The Sun’s surface is blisteringly hot at 10,340° F (5,730° C) — but its atmosphere is another 300 times hotter. This has led to an enduring mystery for those who study the Sun: What heats the atmosphere to such extreme temperatures? Normally, when you move away from a hot source, the environment gets cooler, but some mechanism is clearly at work in the solar atmosphere, the corona, to bring the temperatures up so high.

Clear evidence now suggests that the heating mechanism depends on regular but intermittent explosive bursts of heat, rather than on continuous gradual heating.

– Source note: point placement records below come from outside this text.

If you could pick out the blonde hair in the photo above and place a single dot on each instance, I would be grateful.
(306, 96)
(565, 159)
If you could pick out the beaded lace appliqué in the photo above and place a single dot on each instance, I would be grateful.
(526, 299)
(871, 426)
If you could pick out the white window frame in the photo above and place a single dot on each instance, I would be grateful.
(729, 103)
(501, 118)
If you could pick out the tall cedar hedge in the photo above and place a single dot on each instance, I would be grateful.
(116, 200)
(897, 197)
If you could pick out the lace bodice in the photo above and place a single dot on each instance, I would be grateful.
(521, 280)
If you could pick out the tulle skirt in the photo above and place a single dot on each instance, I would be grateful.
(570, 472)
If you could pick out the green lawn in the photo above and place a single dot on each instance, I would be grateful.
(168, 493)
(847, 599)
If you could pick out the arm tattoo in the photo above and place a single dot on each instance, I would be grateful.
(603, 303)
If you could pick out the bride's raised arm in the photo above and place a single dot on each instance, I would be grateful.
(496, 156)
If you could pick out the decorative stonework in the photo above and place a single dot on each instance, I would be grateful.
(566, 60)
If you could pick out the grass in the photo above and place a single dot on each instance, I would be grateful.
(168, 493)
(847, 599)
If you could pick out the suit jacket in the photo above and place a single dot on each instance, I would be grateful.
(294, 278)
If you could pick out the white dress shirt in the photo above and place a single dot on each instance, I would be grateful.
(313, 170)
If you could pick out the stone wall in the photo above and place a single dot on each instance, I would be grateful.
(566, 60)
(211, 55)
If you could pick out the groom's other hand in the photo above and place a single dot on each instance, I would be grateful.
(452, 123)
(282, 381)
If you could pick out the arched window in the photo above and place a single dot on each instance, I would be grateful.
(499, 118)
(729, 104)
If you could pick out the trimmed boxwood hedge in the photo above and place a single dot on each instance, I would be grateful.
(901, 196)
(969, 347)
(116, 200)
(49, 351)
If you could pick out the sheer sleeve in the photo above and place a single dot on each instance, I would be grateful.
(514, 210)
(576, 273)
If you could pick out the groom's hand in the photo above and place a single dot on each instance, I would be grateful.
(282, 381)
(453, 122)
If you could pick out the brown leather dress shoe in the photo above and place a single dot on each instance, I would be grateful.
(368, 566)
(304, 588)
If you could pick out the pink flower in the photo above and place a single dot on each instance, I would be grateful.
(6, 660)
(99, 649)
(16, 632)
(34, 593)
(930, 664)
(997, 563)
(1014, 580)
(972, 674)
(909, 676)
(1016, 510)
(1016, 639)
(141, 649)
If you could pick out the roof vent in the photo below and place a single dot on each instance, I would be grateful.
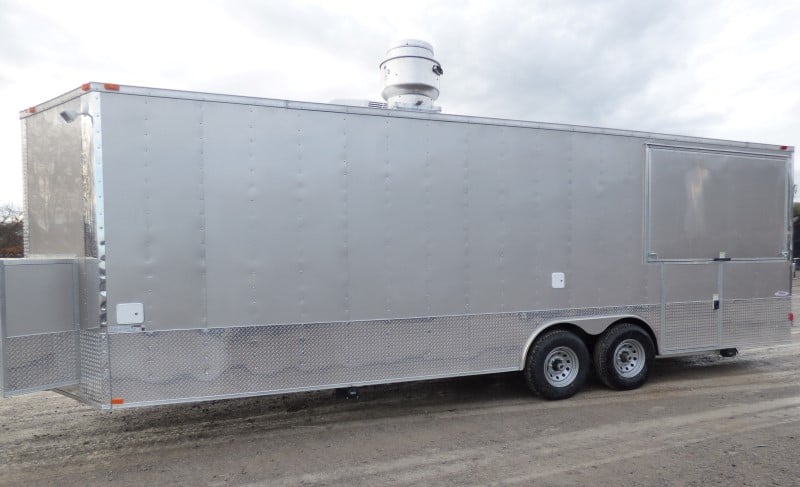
(411, 76)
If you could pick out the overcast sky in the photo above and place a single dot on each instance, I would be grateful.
(727, 69)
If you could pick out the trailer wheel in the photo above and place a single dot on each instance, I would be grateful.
(623, 356)
(557, 365)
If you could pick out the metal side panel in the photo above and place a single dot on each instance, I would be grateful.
(39, 322)
(173, 366)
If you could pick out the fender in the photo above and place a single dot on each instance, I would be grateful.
(592, 325)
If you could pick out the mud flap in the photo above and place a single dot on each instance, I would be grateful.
(39, 316)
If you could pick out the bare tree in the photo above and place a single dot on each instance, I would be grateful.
(10, 231)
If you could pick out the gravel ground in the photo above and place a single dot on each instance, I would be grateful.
(698, 421)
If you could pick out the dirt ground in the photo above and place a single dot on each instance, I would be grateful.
(698, 421)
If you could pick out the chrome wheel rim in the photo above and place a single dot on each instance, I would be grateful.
(629, 358)
(561, 366)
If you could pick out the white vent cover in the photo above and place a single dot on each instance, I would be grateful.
(411, 76)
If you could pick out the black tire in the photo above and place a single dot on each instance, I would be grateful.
(624, 356)
(557, 365)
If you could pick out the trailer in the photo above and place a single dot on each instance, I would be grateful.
(187, 246)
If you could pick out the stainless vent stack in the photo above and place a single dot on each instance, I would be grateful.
(411, 76)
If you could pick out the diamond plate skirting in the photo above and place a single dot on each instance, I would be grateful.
(95, 383)
(43, 361)
(188, 365)
(755, 322)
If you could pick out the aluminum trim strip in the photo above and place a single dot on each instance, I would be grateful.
(299, 105)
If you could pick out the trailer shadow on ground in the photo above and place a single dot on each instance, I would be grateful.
(397, 400)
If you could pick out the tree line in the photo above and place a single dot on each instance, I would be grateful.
(11, 231)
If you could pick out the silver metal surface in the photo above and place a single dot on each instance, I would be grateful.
(755, 322)
(629, 358)
(561, 366)
(38, 323)
(697, 209)
(187, 365)
(95, 371)
(327, 221)
(53, 184)
(281, 246)
(39, 362)
(410, 75)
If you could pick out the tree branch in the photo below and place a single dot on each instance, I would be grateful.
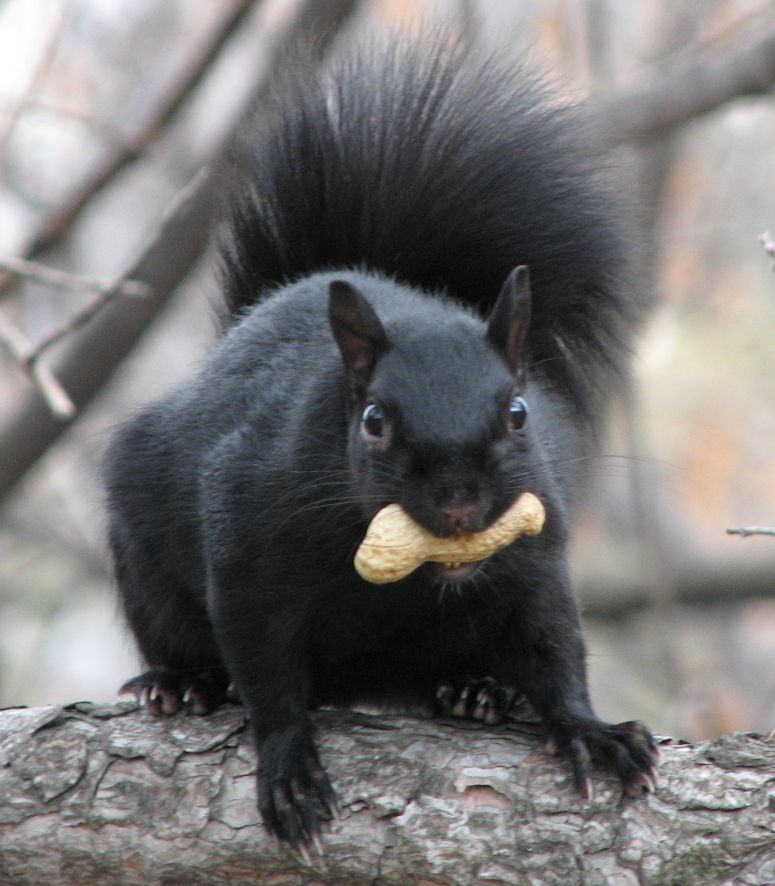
(105, 795)
(59, 222)
(693, 89)
(89, 358)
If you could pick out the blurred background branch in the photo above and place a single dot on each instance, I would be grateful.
(114, 145)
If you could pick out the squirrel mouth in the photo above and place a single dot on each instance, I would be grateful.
(453, 572)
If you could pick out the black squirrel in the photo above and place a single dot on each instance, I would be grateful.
(383, 345)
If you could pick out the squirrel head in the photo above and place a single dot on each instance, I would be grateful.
(437, 402)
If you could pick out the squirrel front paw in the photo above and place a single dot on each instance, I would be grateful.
(480, 698)
(295, 796)
(627, 748)
(162, 691)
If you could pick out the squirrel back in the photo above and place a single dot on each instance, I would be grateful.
(385, 212)
(431, 163)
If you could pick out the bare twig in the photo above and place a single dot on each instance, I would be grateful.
(60, 220)
(689, 91)
(768, 243)
(20, 350)
(85, 364)
(63, 280)
(45, 59)
(28, 355)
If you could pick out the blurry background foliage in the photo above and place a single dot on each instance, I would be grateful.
(680, 616)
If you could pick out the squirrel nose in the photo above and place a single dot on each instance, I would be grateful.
(460, 516)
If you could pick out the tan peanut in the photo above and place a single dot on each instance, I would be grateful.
(395, 545)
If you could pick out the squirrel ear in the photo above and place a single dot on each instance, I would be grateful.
(357, 331)
(509, 320)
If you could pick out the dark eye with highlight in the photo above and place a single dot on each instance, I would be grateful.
(375, 428)
(517, 413)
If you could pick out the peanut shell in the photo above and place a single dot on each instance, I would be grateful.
(395, 545)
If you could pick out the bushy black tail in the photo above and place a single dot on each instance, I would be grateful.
(429, 163)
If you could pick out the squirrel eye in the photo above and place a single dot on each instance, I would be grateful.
(372, 422)
(517, 413)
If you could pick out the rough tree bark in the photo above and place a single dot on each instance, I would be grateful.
(108, 795)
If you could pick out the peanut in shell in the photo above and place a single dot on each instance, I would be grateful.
(395, 545)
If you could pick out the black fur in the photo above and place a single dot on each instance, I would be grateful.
(382, 211)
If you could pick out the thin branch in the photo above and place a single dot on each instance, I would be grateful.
(768, 243)
(57, 278)
(20, 350)
(689, 91)
(42, 68)
(58, 223)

Jim Klimchuk, a solar scientist at NASA’s Goddard Space Flight Center in Greenbelt, Maryland, explained at the Triennial Earth-Sun Summit (TESS) meeting that the new evidence supports a theory that the Sun’s corona is heated by tiny explosions called nanoflares. These are impulsive heating bursts that individually reach incredibly hot temperatures of some 18 million degrees F (10 million degrees C) — even greater than the average temperature of the corona — and provide heat to the atmosphere. The research evidence presented by the panel spotted this super hot solar material, called plasma, representative of a nanoflare.

“The explosions are called nanoflares because they have one-billionth the energy of a regular flare,” said Klimchuk. “Despite being tiny by solar standards, each packs the wallop of a 10-megaton hydrogen bomb. Millions of them are going off every second across the Sun, and collectively they heat the corona.”

The first evidence of the presence of this superhot plasma was presented by Adrian Daw from Goddard and principal investigator of the Extreme Ultraviolet Normal Incidence Spectrograph (EUNIS) sounding rocket mission. EUNIS flew on a 15-minute flight in December 2013 equipped with an instrument called a spectrograph, which can gather information about how much material is present at a given temperature. The EUNIS spectrograph was tuned into a range of wavelengths useful for spotting material at temperatures of 18 million degrees F (10 million degrees C), the temperatures that signify nanoflares. The spectrograph unambiguously spotted this extremely hot material in active regions that visibly appeared to be quiet. In a quiet region, such hot temperatures clearly weren’t due to a large explosive solar flare and so are a smoking gun that something otherwise unobservable was heating up this area.

Daw also reported the results from another experiment launched on sounding rockets in 2012 and 2013 that imaged soft X-rays from the corona. These results, too, confirmed the presence of superhot plasma on the Sun.

Iain Hannah, an astrophysicist at the University of Glasgow in Scotland, spoke about NASA’s Nuclear Spectroscopic Telescope Array (NuSTAR), which typically examines X-rays from distant stars and black holes. However, it is also capable of observing the much brighter light of the Sun — something most astronomical observatories can’t do.

“X-rays are a direct probe into the high-energy processes of the Sun,” said Hannah.

NuSTAR saw X-rays that are signatures of superhot plasma in non-flaring active regions. While the sounding rocket experiments observed the energy produced by these nanoflares, NuSTAR is also able to look for the X-ray signatures of energetic particles. Understanding what and how particles are accelerated out from these smaller nanoflare explosions can help scientists understand what processes create them.

Stephen Bradshaw, a solar astrophysicist at Rice University in Houston, Texas, was the last speaker. Bradshaw used a sophisticated computational model to demonstrate why spotting signatures of the nanoflares has been so difficult and how the new evidence will help researchers go forward to improve theories on the details of coronal heating, one day allowing heliophysics researchers to at last solve the coronal heating mystery.